Wednesday, October 26, 2005

 

Page Numbers are Squirrelly

The name of a page is a string and might include the section prefix, so subtracting 1 from it might fail.

It depends, I think, on three things:
  1. The state of the page numbering option in general preferences.
  2. The presence of a section prefix in the Section and Numbering Options panel.
  3. The state of the Include Prefix in Page Numbers option in the same panel.
Some scripts will clarify. This one sets the page numbering option and then displays an alert that cofirms what you did:
app.generalPreferences.pageNumbering = [PageNumberingOptions.section,
  PageNumberingOptions.absolute][0];
alert(decodePageNumbering(app.generalPreferences.pageNumbering,true));

function decodePageNumbering(theCode,verbose) {
 var theCodes = [[1096971116, ["absolute", "absolute numbering"]],
  nbsp;[1935897710, ["section", "section numbering"]]];
 var verbosePtr = 0;
 if (verbose) { verbosePtr = 1 }
 switch (theCode) {
  case PageNumberingOptions.absolute :
   return theCodes[0][1][verbosePtr];
  case PageNumberingOptions.section :
   return theCodes[1][1][verbosePtr];
  default :
   throw (String(theCode) + "not recognized")
 }
}
You can try both settings by changing the [0] to [1] at the end of the first statement (on the second line).
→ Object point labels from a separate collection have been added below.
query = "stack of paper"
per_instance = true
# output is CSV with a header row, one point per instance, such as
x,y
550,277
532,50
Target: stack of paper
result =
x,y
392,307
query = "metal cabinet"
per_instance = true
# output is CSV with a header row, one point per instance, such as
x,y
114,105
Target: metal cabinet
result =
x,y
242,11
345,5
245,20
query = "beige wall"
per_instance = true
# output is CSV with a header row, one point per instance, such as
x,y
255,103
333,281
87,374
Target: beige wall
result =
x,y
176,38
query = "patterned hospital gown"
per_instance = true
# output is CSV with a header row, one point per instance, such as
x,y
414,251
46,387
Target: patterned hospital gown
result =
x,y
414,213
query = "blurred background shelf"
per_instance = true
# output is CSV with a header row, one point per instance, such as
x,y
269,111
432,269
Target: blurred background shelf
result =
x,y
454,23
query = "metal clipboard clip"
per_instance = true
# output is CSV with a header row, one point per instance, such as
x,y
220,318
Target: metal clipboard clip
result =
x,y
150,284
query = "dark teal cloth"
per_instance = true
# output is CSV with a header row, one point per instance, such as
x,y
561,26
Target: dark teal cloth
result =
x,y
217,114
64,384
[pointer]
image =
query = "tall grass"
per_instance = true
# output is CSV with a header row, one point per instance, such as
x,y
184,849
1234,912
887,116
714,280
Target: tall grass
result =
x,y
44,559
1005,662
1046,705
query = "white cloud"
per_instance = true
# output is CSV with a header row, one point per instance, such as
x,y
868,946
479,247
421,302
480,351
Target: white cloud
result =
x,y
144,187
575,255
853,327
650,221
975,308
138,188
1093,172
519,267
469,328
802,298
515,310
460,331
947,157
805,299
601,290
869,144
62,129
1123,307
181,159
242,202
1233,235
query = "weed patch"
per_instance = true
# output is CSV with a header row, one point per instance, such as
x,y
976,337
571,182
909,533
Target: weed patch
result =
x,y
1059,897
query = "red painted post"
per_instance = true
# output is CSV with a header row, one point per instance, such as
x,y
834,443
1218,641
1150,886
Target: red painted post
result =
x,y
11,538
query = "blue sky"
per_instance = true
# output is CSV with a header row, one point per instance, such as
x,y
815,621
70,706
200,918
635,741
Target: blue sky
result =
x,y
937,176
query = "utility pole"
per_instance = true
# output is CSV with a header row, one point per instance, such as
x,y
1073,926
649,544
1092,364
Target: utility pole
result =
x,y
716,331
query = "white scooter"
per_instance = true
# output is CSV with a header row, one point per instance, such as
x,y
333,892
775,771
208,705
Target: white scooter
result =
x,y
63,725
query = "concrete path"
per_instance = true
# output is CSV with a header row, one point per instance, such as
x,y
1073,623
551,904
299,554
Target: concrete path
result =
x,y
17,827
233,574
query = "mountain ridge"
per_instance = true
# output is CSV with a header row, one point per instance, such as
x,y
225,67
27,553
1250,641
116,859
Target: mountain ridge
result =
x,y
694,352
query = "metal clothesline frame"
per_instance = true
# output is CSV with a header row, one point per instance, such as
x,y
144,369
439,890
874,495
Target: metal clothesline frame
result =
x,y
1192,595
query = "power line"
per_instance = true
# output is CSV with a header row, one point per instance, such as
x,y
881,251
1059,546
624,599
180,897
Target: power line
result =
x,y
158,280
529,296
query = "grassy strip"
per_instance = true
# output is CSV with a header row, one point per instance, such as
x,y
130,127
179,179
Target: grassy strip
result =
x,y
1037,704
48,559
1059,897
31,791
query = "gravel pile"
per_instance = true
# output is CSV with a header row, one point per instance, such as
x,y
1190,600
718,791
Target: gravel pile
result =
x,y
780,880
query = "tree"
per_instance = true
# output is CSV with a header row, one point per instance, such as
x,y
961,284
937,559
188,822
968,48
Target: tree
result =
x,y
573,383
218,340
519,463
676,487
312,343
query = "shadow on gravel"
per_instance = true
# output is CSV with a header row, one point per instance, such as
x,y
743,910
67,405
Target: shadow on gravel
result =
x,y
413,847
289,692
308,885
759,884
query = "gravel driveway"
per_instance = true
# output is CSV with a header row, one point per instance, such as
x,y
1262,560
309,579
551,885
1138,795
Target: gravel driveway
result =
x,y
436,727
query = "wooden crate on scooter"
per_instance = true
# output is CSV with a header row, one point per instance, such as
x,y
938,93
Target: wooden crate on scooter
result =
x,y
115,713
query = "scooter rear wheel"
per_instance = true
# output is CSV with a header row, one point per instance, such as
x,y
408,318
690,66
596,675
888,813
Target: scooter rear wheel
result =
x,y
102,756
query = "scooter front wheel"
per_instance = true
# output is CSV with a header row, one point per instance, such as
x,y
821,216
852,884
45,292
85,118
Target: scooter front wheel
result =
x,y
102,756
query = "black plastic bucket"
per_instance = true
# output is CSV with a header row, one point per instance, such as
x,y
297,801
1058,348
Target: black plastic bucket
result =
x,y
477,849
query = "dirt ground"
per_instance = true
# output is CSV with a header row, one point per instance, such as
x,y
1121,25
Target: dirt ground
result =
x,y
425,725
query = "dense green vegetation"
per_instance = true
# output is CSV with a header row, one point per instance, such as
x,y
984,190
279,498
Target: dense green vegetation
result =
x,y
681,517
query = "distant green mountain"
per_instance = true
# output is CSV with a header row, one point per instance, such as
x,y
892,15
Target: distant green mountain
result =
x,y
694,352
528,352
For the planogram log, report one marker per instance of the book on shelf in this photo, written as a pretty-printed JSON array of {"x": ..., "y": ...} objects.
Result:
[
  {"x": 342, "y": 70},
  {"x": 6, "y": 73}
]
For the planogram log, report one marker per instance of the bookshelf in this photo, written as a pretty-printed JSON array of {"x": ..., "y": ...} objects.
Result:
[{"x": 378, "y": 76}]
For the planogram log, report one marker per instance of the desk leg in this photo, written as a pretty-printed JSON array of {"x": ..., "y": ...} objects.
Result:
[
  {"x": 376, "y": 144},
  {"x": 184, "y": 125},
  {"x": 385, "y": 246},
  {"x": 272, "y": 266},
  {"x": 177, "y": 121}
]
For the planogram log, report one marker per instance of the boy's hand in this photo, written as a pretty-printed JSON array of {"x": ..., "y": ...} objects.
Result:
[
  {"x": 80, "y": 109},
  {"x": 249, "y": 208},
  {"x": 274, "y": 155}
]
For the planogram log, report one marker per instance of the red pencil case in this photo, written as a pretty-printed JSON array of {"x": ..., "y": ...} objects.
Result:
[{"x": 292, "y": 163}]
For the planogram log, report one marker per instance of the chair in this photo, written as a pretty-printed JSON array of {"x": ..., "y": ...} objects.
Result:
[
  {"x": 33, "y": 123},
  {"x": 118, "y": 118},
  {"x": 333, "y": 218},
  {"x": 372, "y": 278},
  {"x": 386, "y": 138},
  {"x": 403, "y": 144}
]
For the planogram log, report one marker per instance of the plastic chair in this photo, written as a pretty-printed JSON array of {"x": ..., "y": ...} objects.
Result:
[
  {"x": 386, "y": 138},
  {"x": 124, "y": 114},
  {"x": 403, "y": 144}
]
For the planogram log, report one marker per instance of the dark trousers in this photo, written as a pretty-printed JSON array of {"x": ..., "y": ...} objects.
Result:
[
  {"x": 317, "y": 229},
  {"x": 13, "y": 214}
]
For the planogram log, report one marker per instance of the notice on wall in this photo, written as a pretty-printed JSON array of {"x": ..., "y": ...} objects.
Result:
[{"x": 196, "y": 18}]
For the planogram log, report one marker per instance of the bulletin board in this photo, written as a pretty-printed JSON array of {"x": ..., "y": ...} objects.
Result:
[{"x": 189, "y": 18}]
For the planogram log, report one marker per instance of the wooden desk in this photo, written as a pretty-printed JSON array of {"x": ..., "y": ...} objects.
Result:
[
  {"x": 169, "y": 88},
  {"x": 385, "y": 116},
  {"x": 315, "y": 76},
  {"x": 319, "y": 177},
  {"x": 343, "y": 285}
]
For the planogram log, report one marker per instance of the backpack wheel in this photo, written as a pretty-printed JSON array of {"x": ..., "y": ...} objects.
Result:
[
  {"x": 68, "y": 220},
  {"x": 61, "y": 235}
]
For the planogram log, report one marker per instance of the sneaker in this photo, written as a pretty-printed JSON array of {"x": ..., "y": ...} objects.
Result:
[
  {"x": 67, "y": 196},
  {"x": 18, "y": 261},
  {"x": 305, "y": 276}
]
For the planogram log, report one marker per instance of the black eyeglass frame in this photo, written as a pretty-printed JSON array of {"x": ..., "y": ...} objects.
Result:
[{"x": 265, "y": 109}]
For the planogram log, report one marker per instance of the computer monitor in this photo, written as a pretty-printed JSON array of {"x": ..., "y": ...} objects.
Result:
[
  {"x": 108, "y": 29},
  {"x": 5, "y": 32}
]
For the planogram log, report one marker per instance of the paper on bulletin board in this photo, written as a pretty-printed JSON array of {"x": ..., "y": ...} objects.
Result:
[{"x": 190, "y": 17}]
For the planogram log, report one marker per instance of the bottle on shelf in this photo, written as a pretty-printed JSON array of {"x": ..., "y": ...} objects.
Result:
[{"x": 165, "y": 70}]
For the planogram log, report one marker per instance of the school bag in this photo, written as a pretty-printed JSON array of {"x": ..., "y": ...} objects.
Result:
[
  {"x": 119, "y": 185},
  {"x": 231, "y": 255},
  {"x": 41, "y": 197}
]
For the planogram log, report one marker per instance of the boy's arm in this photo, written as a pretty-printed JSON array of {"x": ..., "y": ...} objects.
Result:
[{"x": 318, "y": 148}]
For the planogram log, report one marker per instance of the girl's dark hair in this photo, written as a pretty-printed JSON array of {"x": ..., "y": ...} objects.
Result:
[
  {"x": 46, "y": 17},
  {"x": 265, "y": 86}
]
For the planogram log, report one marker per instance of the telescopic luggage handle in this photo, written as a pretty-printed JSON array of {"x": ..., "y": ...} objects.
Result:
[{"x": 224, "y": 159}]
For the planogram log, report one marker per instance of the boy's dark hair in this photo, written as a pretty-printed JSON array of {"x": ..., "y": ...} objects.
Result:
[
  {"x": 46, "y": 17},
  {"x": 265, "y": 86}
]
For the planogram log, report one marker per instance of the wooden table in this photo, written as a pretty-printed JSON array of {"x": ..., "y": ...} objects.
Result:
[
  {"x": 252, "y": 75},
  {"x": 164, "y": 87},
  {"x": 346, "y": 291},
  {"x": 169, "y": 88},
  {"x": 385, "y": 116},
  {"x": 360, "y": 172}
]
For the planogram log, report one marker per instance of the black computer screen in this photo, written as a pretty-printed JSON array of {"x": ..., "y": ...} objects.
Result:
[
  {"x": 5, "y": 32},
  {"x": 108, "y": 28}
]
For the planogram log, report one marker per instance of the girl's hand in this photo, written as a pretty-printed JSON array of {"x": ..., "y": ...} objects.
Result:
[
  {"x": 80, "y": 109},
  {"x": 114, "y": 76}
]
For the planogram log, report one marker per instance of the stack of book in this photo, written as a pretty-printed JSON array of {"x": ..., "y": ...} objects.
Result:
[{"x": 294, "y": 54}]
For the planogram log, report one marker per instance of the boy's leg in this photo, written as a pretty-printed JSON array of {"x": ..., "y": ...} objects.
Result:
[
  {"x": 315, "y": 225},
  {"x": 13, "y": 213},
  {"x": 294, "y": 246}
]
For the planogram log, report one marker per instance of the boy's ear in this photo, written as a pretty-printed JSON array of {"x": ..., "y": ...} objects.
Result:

OK, so now let's try this script (with a new, single-page document open):
app.generalPreferences.pageNumbering = [PageNumberingOptions.section, 
  PageNumberingOptions.absolute][0];

var myPage = app.activeDocument.pages[0];
myPage.appliedSection.sectionPrefix = "Test-";
myPage.appliedSection.includeSectionPrefix = true;
alert(myPage.name);
and you'll quickly find that toggling the state of the page numbering options (by changing that [0] to [1] again) has no effect at all on what the alert says. So much for my assertion 1 above. I think that what that option does is determine the form you must use when you supply a page number to certain methods, for example if you want to export a pdf or print a page range from your document. Otherwise, it has no effect on working with page numbers.

Another test:
var myPage = app.activeDocument.pages[0];
myPage.appliedSection.sectionPrefix = "Test-";
myPage.appliedSection.includeSectionPrefix = false;
alert(myPage.name);
This gives you an alert that just says 1

But is it a number?
var myPage = app.activeDocument.pages[0];
myPage.appliedSection.sectionPrefix = "Test-";
myPage.appliedSection.includeSectionPrefix = false;
alert(myPage.name.constructor.name);
No it isn't; it's a string. But what if we try to treat it as a number?
var myPage = app.activeDocument.pages[0];
myPage.appliedSection.sectionPrefix = "Test-";
myPage.appliedSection.includeSectionPrefix = false;
alert(myPage.name - 1);
Well, what do you know, it works! This is one of those things about JavaScript that on the one hand allows you to be lazy; after all, most people have a prefix of "" in most of their single-section documents because that's the default when a new document is created, and so most scripts that just treat the page name as a number just work. And that leads you down the path of thinking that the page name is a number -- but it isn't. It's a string, that most of the time contains the string representation of a number, so most of the time a script that thinks it's a number actually does work.

But it has a bug as big as your nose right there staring you in the face and you won't ever find it until you start working with multi-section documents or you take advantage of the section prefix in one of your documents.